U.S. Pat. No. 2,156,482 to Robb discloses a frozen confection or the like wherein a handle element is connected to a balloon attachment which has a combined whistle, and wherein the deflated balloon is contained within a confection such as ice cream, as shown in FIG. 1 of the patent.
U.S. Pat. No. 3,085,883 to Collier is directed to a confection having an inedible element disposed therein. In the embodiment of FIG. 10 the inedible statuette 72 is embedded within the ice cream bar 70. The ice cream bar 70 is supported by the handle or stick 74, but the statuette is not incorporated into the ice cream by being inserted into a recess previously formed, and then subsequently retained by a separately molded and frozen closure.
U.S. Pat. No. 1,567,284 to Miller is directed to a method and apparatus for forming whistle pops. A confection is first molded in the form of a whistle having the end opposite the mouthpiece open. Subsequently, the handle 45 is inserted and the wall 44 is molded to close the open end opposite the mouthpiece.
U.S. Pat. No. 1,980,588 to Hopp is directed to a frozen confection supported by a handle. As shown in FIG. 4, the frozen confection is provided with a passage 14 formed therein which is subsequently filled by the wooden stick 16 with its protecting covering 17, preferably at the time of sale. This reference discloses the formation of a frozen confection with a bore formed therein for receiving an inedible element, the stick, which is secured within the bore by means of a second confection element, a coating 17. The coating 17 is disclosed as being a candy type confection which is not actually molded.
U.S. Pat. No. 1,609,791 to Broadwell is directed a combined confection and whistle having a handle or stick which is offset from a recess connected with the whistle element. The confection shown and described is a candy article commonly known as a lollypop.

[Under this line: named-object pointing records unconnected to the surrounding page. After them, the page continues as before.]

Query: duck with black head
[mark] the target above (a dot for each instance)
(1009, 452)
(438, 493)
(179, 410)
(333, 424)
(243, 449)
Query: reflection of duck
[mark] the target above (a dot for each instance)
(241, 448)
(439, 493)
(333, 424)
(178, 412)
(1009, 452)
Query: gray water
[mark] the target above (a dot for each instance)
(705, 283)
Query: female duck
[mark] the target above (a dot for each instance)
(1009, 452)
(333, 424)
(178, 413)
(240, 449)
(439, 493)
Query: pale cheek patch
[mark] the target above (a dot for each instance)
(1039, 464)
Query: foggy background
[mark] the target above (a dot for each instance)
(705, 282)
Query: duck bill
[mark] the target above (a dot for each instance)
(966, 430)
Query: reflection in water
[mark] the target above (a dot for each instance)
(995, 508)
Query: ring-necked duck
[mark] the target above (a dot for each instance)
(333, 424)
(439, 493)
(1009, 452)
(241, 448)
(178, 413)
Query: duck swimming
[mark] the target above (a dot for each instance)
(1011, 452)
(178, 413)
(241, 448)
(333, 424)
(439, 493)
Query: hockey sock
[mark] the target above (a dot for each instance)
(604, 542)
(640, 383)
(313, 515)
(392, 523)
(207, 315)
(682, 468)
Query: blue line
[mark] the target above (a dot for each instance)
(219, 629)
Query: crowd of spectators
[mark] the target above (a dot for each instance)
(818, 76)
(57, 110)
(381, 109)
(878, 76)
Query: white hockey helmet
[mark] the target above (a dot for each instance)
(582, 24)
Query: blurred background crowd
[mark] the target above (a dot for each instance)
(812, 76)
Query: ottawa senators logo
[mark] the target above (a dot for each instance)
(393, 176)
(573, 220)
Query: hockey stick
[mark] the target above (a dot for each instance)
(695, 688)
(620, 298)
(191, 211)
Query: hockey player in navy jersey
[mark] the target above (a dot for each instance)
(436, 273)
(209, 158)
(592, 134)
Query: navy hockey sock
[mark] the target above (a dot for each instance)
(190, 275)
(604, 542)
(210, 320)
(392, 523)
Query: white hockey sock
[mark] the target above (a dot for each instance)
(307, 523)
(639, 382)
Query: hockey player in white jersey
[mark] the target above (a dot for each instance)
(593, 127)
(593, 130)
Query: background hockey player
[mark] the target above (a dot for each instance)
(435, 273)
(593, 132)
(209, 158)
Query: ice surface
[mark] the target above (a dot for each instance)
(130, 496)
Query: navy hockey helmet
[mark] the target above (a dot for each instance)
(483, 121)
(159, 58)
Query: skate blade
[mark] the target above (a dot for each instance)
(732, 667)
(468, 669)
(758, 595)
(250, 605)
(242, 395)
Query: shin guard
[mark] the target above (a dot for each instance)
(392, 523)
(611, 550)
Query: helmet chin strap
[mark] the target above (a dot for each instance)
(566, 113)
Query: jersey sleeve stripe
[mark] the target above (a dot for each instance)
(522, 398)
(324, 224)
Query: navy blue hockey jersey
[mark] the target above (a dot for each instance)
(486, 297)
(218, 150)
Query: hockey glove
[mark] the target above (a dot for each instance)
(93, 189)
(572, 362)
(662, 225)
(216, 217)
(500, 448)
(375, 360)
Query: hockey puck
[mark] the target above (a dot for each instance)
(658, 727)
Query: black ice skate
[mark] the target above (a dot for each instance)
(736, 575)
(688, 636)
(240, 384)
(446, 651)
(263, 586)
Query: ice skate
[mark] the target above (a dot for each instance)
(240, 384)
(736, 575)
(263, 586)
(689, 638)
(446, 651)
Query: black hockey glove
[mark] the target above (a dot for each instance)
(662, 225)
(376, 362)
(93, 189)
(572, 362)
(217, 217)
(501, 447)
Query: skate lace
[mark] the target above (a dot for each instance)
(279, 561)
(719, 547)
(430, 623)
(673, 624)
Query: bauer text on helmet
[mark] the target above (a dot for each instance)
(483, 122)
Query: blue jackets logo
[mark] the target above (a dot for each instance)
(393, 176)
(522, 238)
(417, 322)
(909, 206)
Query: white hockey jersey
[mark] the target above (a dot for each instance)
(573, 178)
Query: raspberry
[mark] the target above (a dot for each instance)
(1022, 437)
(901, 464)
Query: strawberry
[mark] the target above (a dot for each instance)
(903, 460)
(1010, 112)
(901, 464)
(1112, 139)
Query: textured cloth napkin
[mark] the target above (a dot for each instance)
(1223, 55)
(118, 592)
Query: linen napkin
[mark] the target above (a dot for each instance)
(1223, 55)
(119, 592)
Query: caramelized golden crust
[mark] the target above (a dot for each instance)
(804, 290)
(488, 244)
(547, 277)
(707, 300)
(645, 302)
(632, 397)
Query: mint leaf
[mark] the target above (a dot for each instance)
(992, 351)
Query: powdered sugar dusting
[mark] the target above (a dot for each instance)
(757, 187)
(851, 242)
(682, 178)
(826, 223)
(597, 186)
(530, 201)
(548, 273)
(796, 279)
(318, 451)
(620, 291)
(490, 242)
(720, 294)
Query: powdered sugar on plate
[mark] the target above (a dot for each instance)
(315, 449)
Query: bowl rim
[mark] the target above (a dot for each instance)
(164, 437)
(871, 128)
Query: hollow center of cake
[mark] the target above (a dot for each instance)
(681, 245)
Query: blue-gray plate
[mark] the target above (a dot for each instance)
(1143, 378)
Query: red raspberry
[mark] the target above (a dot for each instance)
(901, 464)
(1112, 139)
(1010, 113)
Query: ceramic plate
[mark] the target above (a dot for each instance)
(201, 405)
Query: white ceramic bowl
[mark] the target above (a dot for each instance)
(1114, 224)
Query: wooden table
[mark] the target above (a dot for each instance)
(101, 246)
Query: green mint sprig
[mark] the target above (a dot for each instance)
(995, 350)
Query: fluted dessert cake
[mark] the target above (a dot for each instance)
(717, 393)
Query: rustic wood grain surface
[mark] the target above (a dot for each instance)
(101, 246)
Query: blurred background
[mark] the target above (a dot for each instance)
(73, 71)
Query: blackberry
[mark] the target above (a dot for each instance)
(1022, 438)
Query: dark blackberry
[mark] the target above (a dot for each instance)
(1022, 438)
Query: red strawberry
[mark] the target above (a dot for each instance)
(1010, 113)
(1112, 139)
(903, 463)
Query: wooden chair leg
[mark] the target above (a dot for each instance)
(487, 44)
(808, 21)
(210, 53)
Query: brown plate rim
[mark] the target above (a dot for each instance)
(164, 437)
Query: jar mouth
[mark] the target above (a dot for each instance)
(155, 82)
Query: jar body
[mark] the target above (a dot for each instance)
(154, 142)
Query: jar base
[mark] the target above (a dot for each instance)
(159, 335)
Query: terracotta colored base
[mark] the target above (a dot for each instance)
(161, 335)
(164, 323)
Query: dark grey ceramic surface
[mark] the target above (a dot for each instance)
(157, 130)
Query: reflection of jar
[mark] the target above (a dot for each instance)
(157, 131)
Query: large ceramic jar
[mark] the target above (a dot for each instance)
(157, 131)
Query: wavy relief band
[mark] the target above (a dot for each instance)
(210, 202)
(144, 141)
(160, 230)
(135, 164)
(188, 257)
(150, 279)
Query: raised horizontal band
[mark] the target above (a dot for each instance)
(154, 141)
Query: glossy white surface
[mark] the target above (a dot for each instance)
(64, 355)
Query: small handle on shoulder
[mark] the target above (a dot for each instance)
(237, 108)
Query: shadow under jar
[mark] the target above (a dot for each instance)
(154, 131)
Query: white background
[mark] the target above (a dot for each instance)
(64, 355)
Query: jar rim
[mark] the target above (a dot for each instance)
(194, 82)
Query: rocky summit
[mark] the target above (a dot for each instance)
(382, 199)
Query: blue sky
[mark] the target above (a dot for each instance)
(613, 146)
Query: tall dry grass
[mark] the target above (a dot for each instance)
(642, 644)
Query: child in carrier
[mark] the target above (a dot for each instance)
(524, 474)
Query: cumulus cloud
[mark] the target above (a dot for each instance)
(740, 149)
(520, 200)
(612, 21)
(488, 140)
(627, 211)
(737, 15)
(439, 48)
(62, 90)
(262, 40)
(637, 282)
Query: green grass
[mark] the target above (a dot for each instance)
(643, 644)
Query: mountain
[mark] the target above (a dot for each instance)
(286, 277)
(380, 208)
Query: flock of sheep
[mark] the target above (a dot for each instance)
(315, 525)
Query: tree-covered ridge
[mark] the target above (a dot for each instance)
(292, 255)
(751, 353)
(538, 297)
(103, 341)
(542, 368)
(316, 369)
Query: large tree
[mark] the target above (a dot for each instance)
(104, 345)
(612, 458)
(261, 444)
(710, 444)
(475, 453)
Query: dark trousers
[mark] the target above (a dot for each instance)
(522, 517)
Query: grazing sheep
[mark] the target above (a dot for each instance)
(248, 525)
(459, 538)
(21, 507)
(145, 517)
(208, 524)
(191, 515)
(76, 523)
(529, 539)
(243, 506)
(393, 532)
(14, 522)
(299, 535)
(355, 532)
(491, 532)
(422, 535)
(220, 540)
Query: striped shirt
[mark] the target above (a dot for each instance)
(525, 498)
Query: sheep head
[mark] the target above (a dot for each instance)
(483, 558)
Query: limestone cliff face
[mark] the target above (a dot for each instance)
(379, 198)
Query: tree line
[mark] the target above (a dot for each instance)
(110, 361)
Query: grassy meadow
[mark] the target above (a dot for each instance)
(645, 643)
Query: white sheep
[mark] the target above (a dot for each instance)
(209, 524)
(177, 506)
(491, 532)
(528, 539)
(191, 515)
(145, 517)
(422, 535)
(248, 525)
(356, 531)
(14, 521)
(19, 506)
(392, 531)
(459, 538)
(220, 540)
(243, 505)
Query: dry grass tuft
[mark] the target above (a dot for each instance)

U.S. Pat. No. 2,834,685 to Ferguson is directed to a combination confection holder and toy boat. A stick 16 is disposed off center with respect to the major plane of the confection.
U.S. Pat. No. 2,619,865 to Lynch is directed a supporting stick or handle for a confection incorporating a whistle. The confection 10, which may be frozen confection, is supported by a stick 11 which is hollow and constitutes a whistle. However, the confection does not form any part of the sound forming cavity of the whistle.
U.S. Pat. No. 729,248 to Yeager and Rigney is directed to a method of making block ice cream. A shaped block A is first frozen and then subsequently placed in a mold into which the unfrozen confection for forming a block B is added, the combination then being frozen to form the finished product.